Coach Andy Reid, whose Philadelphia Eagles have the week off, stood on the sideline. Patriots owner Robert Kraft and Falcons owner Arthur Blank watched from the press box. Every NFL team seemed to have at least one representative in the house, and they were B-list celebs when considering Supreme Court Justice Clarence Thomas attended.

You wouldn't think the ambassador to the Vatican, Francis Rooney, or the ambassador to Luxembourg, Peter Terpeluk, would necessarily be interested in a college football game . . . then again, it really was more like a cause than a game.

They found that Bush is worth the price of admission all by himself. This kid is the best football player in the country. Weis called him Marshall Faulk.

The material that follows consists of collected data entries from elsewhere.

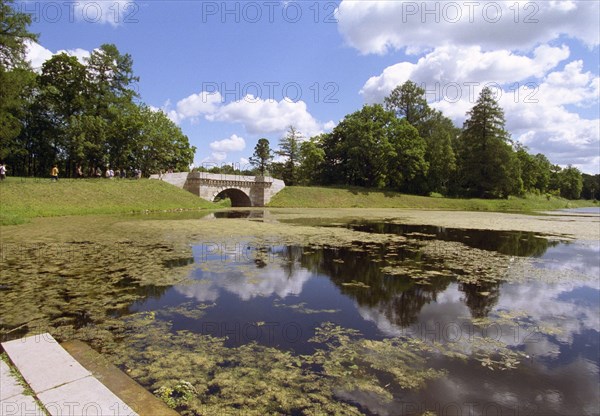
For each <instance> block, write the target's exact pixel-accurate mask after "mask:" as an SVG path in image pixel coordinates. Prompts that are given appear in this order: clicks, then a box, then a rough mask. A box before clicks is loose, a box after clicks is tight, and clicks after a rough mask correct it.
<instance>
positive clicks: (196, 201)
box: [0, 177, 220, 225]
mask: <svg viewBox="0 0 600 416" xmlns="http://www.w3.org/2000/svg"><path fill="white" fill-rule="evenodd" d="M219 207H220V205H217V204H213V203H210V202H208V201H205V200H203V199H201V198H198V197H197V196H195V195H193V194H191V193H189V192H187V191H184V190H183V189H178V188H176V187H174V186H172V185H169V184H167V183H164V182H161V181H156V180H148V179H140V180H118V179H114V180H108V179H81V180H76V179H61V180H59V181H58V182H51V181H50V179H38V178H15V177H9V178H7V179H6V180H5V181H3V182H1V183H0V225H11V224H21V223H24V222H27V221H28V220H29V219H30V218H34V217H54V216H63V215H90V214H119V213H131V212H143V211H165V210H176V209H202V208H219Z"/></svg>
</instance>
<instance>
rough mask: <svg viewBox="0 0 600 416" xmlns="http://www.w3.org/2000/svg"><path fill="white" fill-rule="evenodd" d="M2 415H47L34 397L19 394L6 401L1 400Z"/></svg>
mask: <svg viewBox="0 0 600 416" xmlns="http://www.w3.org/2000/svg"><path fill="white" fill-rule="evenodd" d="M0 415H2V416H45V415H46V413H44V411H43V410H42V409H41V408H40V407H39V406H38V404H37V403H36V402H35V400H34V399H33V397H31V396H25V395H24V394H18V395H16V396H12V397H10V398H8V399H6V400H0Z"/></svg>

It's appropriate. Bush already is on that short list of all-time great college football running backs. He can spin out of a tackle like Barry Sanders, explode through a hole like Gale Sayers, catch the ball in open space and make a tackler miss like Marcus Allen and run away from the pack like Herschel Walker or O.J. Simpson. Every single time Bush touches the ball, running or receiving, he's a threat to score a touchdown. Against Notre Dame, he needed only 15 carries to rush for 160 yards and three touchdowns. He scores without being challenged, running by defenders, or hurdling them.

The only thing wrong with Bush is that Carroll doesn't give him the ball enough. The Trojans wouldn't have faced fourth down or been in such dire straits on that final play had Bush gotten the ball more in that final drive.

Carroll seemed off his game at times Saturday, which might have been exaggerated because Weis was so aggressive, so bold, and his gambles all seemed to work to perfection. But even if Carroll were off or even if he didn't give Bush enough carries or played into Notre Dame's hands on a few occasions, Carroll was right when it counted, when it came to winning the game and keeping hope alive for a third straight national championship.

"We took all day long to get this win . . . took every second," he said. "I just love this team. They will not let it die. They will not call it over."